The scoped variants of mutate() and transmute() make it easy to apply the same transformation to multiple variables. There are three variants:

  • _all affects every variable

  • _at affects variables selected with a character vector or vars()

  • _if affects variables selected with a predicate function:

mutate_all(.tbl, .funs, ...)

mutate_if(.tbl, .predicate, .funs, ...)

mutate_at(.tbl, .vars, .funs, ..., .cols = NULL)

transmute_all(.tbl, .funs, ...)

transmute_if(.tbl, .predicate, .funs, ...)

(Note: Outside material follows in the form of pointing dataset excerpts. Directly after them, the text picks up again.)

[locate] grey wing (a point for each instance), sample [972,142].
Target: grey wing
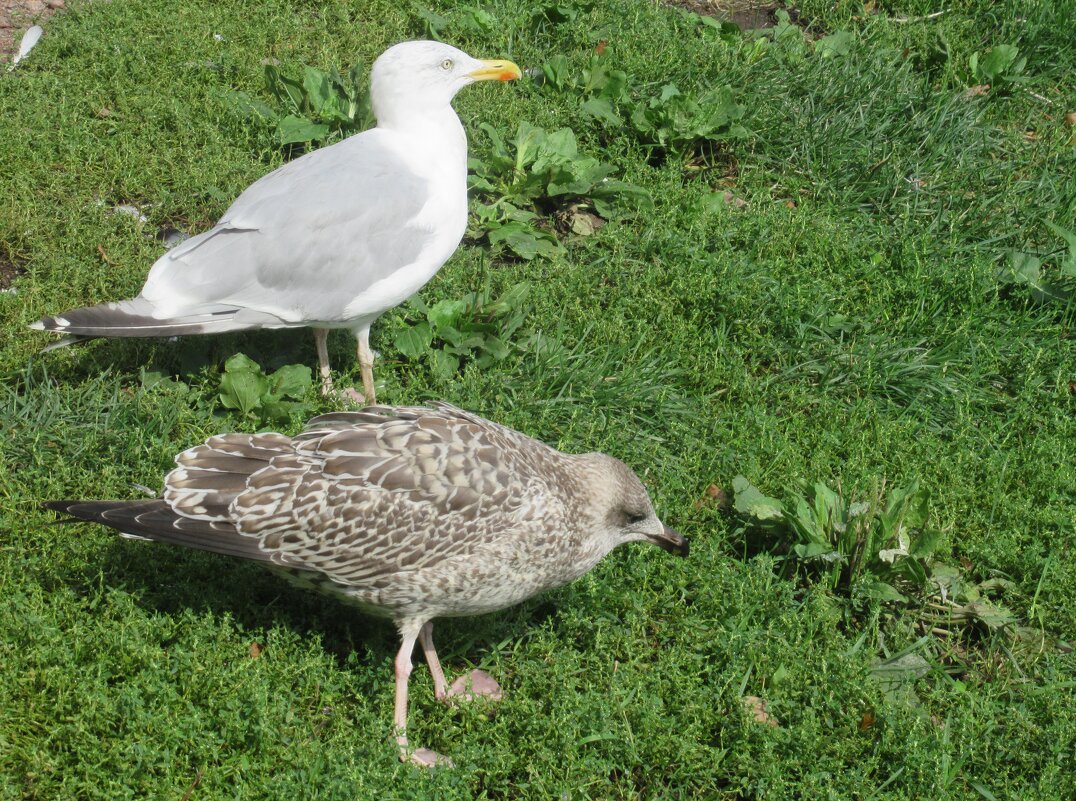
[303,240]
[383,491]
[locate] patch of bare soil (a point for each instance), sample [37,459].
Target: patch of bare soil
[16,16]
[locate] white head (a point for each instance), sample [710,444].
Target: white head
[620,509]
[420,79]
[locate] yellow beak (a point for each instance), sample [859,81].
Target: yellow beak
[496,70]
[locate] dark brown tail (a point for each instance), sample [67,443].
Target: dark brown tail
[155,520]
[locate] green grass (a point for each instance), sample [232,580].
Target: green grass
[845,325]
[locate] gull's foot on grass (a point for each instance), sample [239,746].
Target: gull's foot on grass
[476,684]
[425,758]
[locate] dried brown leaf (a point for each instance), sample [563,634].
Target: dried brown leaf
[758,710]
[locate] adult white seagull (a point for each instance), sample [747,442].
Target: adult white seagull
[333,239]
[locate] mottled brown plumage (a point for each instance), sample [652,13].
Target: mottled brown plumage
[409,513]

transmute_at(.tbl, .vars, .funs, ..., .cols = NULL)

Arguments

.tbl

A tbl object.

.funs

A function fun, a quosure style lambda ~ fun(.) or a list of either form.

...

Additional arguments for the function calls in .funs. These are evaluated only once, with tidy dots support.

.predicate

A predicate function to be applied to the columns or a logical vector. The variables for which .predicate is or returns TRUE are selected. This argument is passed to rlang::as_function() and thus supports quosure-style lambda functions and strings representing function names.

.vars

A list of columns generated by vars(), a character vector of column names, a numeric vector of column positions, or NULL.

.cols

This argument has been renamed to .vars to fit dplyr's terminology and is deprecated.

Value

A data frame. By default, the newly created columns have the shortest names needed to uniquely identify the output. To force inclusion of a name, even when not needed, name the input (see examples for details).

Grouping variables

If applied on a grouped tibble, these operations are not applied to the grouping variables. The behaviour depends on whether the selection is implicit (all and if selections) or explicit (at selections).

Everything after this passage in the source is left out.